Justin, what did you think when attaching so loud background music on the video, or actually, why did to use it at all? The video content looked interesting but it was impossible to watch (I stopped) because the music was so disturbing. Maybe next time you do it differently
From what I get, in react I have Functional Components and Hooks. Master those two and you get everything else. With jsx there's a single syntax style. Any JS always get's wrapped in `{}` and that`s it. And no `class` in the JSX, swapped for `className`. No special directives and tons of concept to master, magic passage of values between templates and components that are often written as classes that use mixins to request data from stores that'll talk to services before we can make a single api request. meanwhile, on react lands, we have react-query and true code testability with hooks. am I missing anything?
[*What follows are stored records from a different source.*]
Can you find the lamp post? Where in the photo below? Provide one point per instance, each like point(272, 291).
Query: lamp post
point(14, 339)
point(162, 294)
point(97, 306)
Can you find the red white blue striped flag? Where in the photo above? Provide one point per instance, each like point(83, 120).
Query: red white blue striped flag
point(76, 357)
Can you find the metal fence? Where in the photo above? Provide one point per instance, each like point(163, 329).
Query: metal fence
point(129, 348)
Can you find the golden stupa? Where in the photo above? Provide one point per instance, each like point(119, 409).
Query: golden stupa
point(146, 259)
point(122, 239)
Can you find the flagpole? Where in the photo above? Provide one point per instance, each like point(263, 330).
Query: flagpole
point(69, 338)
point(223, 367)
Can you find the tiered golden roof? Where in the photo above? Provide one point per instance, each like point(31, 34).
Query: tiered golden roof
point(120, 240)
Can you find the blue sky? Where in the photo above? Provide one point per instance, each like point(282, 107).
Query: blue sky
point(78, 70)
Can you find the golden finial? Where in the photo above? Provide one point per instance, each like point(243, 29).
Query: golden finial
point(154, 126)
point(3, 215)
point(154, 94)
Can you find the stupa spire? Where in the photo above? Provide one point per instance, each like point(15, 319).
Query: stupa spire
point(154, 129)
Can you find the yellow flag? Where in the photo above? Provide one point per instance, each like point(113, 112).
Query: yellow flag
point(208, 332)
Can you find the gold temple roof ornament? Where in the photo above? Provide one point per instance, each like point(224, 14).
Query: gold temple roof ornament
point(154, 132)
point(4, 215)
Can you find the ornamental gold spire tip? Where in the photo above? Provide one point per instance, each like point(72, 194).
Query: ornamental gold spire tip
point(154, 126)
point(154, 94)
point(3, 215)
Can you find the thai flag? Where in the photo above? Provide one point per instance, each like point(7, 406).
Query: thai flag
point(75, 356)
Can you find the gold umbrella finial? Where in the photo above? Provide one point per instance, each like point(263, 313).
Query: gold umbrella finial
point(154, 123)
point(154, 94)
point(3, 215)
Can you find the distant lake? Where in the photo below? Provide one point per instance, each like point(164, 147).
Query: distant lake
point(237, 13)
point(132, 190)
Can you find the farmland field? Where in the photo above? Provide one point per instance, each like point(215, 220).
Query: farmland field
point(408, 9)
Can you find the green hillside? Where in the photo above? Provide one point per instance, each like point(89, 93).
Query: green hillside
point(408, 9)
As expected, most of you youtube tutors don't know either framework good enough to actually make a valid comparison, sad but understandable. Thanks for publishing this freely duh.
I'm a react dev, and I'm curious why Vue is becoming so much popular lately. If you have a better reference of the comparison (or "Vue for react devs" style articles/vids) I'd be genuinely interested.
I've been using React for 2 years, but have been interested in Vue for a while as well. This video has completely deterred me from even trying this, and I don't know if this is intentional. Am I *that* biased or is Vue genuinly a bit clumsy compared to modern hooks-based react?
I disagree with you. I feel react is more verbose than Vue since you need to list all dependencies. Vue also handles rerenders for you so you don't need to think about it. You might be used to Reacts way of doing things, so other approaches feel weird
How could be templates more natural if in JSX you have almost native events but in camelcase and this is all you need, but in templates you have bunch on directives, I hate them beggining from Angular 1.x )))
Loved the `useEffect` section which throws a bunch of life-cycle hooks in your face. That 's exactly what I love _not_ having to deal with anymore in React thanks to hooks. 😅 Also really dislike vue-specific template stuff and auto-magic binding. Sticking with React, 100%.
yeah have fun handling unnecessary rerendering in react and new hooks to shit you over in each new version, when Vue just handles everything and currently beats React in performance score and bundling sizes.
@@nethsarasandeepaelvitigala135 Never had any issues with unnecessary rerendering, and the few new hooks being released are usually about giving more control to authors making special libraries, so no issues there either. Performance and bundling size doesn't really matter to me as long as they're not too far off, which they aren't. DX is much more important, and writing React code feels so much cleaner and nicer than the Vue and Angular directives and custom attribute stuff. If you enjoy it, that's good for you though, so keep doing that. 👍
The problem with Vue is its ecosystem. There are far less 3rd party libraries for it. You can't make mobile apps unless you use Ionic (Electron for phones), and there's no viable alternative to MUI or React Native Paper.